Test – Niner ROS9 Plus : le précurseur
Par Olivier Béart -
Le Plus est sur toutes les lèvres et semble se profiler comme LA tendance de la prochaine saison. Chez Vojo, nous avons cherché à dépasser les « on-dit » et les aprioris en mettant la main sur le Niner ROS 9 Plus pour un test longue durée afin d’en savoir… plus sur ces vélos d’un nouveau genre et leurs gros pneus.
La plupart des modèles actuellement présentés sont en 27,5 », mais il en existe également en 29 », comme notre Niner Ros 9 Plus. Sur papier, le but est de proposer un grip hors du commun, notamment en côte, ainsi qu’une grande facilité dans les sections très techniques, notamment caillouteuses. Le tout en restant à un poids nettement plus raisonnable qu’un fatbike et en préservant un rendement correct.

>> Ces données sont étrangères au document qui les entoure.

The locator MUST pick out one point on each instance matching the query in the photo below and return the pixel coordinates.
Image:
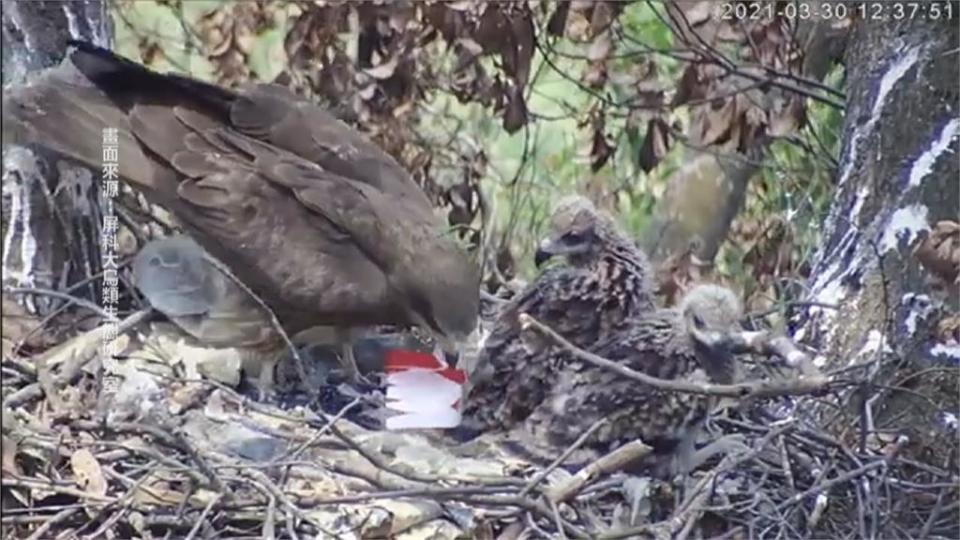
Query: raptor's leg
(349, 361)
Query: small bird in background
(179, 279)
(606, 280)
(663, 343)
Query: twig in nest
(74, 355)
(62, 296)
(203, 517)
(755, 389)
(560, 459)
(612, 462)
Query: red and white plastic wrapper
(423, 390)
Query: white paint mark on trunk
(897, 70)
(924, 164)
(946, 351)
(905, 225)
(875, 341)
(22, 160)
(72, 24)
(894, 73)
(862, 194)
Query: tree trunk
(898, 177)
(49, 210)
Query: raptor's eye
(698, 322)
(574, 237)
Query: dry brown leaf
(87, 472)
(939, 253)
(384, 70)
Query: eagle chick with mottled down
(607, 281)
(661, 344)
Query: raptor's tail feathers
(129, 83)
(59, 110)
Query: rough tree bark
(49, 213)
(898, 176)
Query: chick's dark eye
(698, 322)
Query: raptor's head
(577, 231)
(445, 301)
(710, 312)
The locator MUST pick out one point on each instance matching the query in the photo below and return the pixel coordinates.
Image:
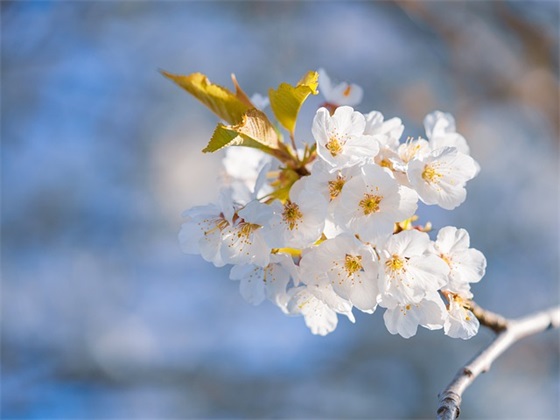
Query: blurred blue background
(104, 317)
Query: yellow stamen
(335, 187)
(245, 229)
(370, 203)
(430, 175)
(352, 263)
(334, 146)
(291, 214)
(395, 263)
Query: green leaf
(220, 100)
(254, 130)
(286, 101)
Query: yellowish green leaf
(254, 130)
(218, 99)
(287, 100)
(241, 95)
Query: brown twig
(508, 332)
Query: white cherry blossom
(348, 266)
(440, 177)
(404, 319)
(243, 240)
(299, 221)
(319, 317)
(202, 231)
(257, 283)
(408, 272)
(371, 204)
(461, 322)
(340, 138)
(467, 265)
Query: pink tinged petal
(428, 271)
(433, 312)
(319, 318)
(471, 265)
(251, 285)
(461, 323)
(402, 322)
(408, 243)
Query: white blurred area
(101, 314)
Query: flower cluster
(332, 228)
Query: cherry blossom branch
(508, 331)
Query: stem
(508, 332)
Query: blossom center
(386, 163)
(395, 263)
(291, 214)
(430, 174)
(446, 258)
(219, 223)
(334, 146)
(370, 203)
(245, 229)
(335, 186)
(352, 263)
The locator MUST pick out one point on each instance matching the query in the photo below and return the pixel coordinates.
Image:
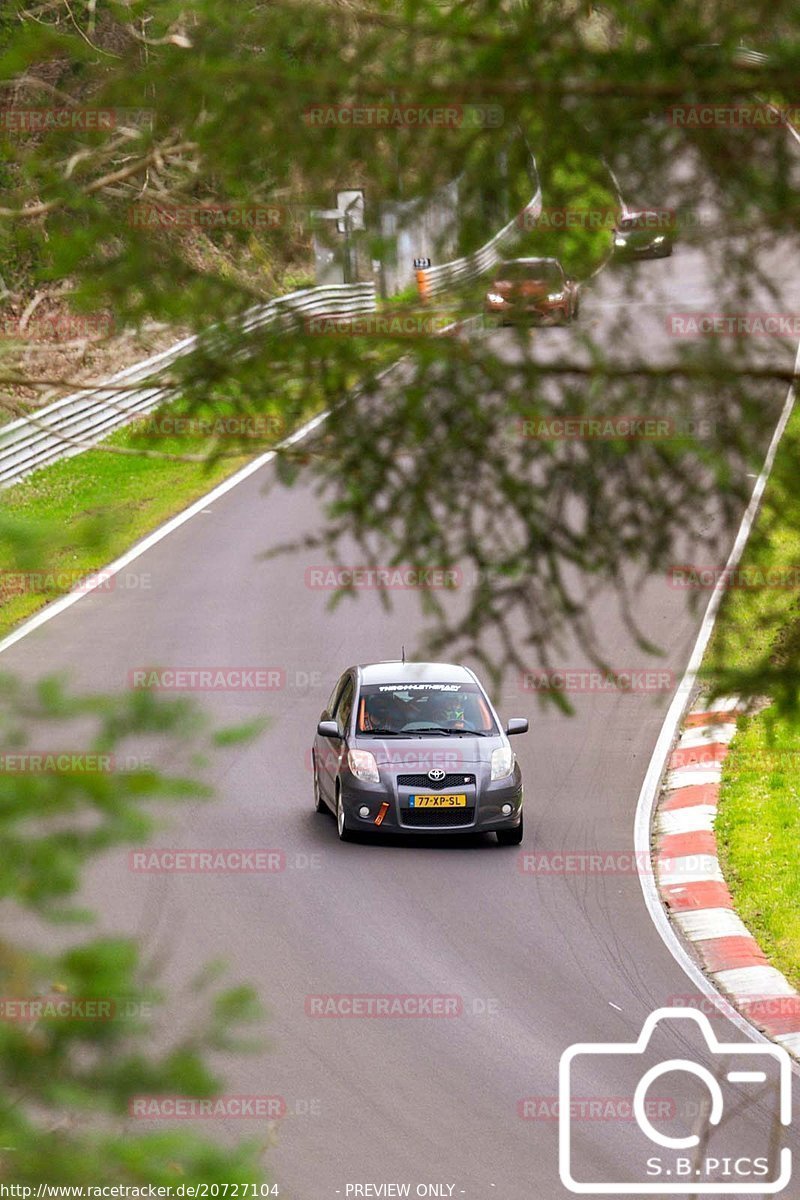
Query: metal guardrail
(79, 421)
(439, 279)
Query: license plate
(439, 802)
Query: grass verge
(71, 519)
(758, 823)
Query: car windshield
(548, 274)
(422, 707)
(645, 221)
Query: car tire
(341, 819)
(511, 837)
(319, 803)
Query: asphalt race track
(537, 960)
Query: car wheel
(341, 819)
(319, 803)
(511, 837)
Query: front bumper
(536, 315)
(482, 813)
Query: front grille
(440, 786)
(437, 816)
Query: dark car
(533, 289)
(648, 233)
(416, 748)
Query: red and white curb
(692, 887)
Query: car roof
(414, 672)
(529, 262)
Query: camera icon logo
(683, 1163)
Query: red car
(533, 288)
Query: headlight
(503, 760)
(364, 766)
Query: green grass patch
(757, 633)
(758, 834)
(74, 516)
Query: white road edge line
(650, 787)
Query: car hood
(525, 288)
(420, 755)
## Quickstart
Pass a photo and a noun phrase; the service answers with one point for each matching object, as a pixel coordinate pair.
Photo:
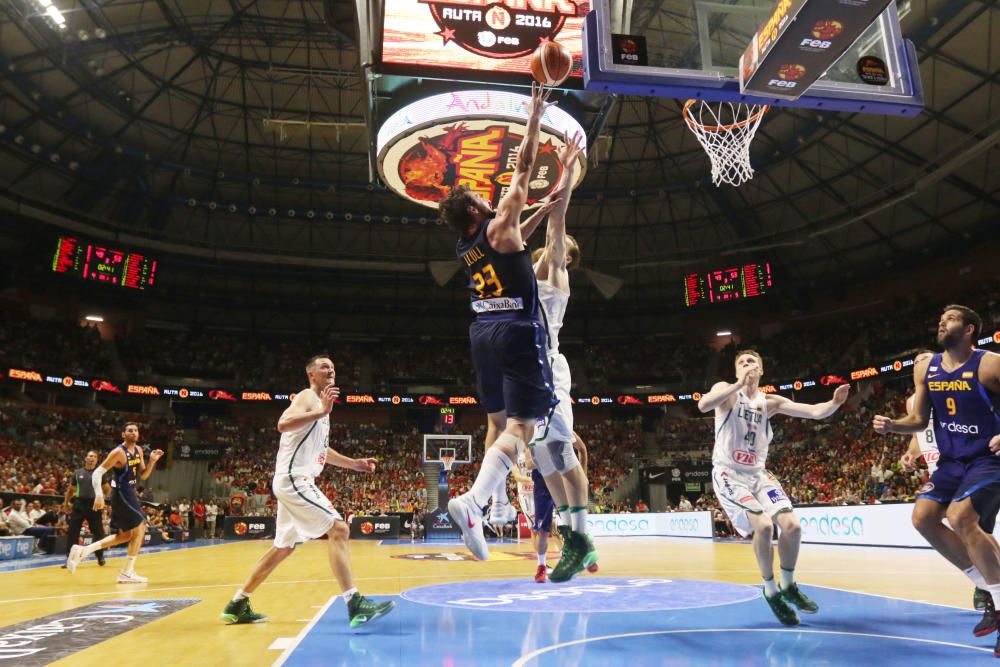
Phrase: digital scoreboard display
(722, 285)
(104, 265)
(489, 40)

On l’entend, on le lit et on peut le comprendre : beaucoup de bikers ont des réactions épidermiques en voyant ce nouveau genre de machines débarquer. « Encore un nouveau standard ?! » Oui, c’est vrai, il y a parfois de quoi être perdu.
Mais notre rôle de journalistes est de vous informer, et de tenter de vous donner les clés pour comprendre avec nos articles qui se veulent les plus objectifs possibles. Alors, plutôt que de rester coincés entre les « on-dit » des forums et les discours marketing des marques, nous avons voulu nous faire notre propre opinion en nous procurant un des premiers vélos du genre disponible, le Niner Ros9 Plus.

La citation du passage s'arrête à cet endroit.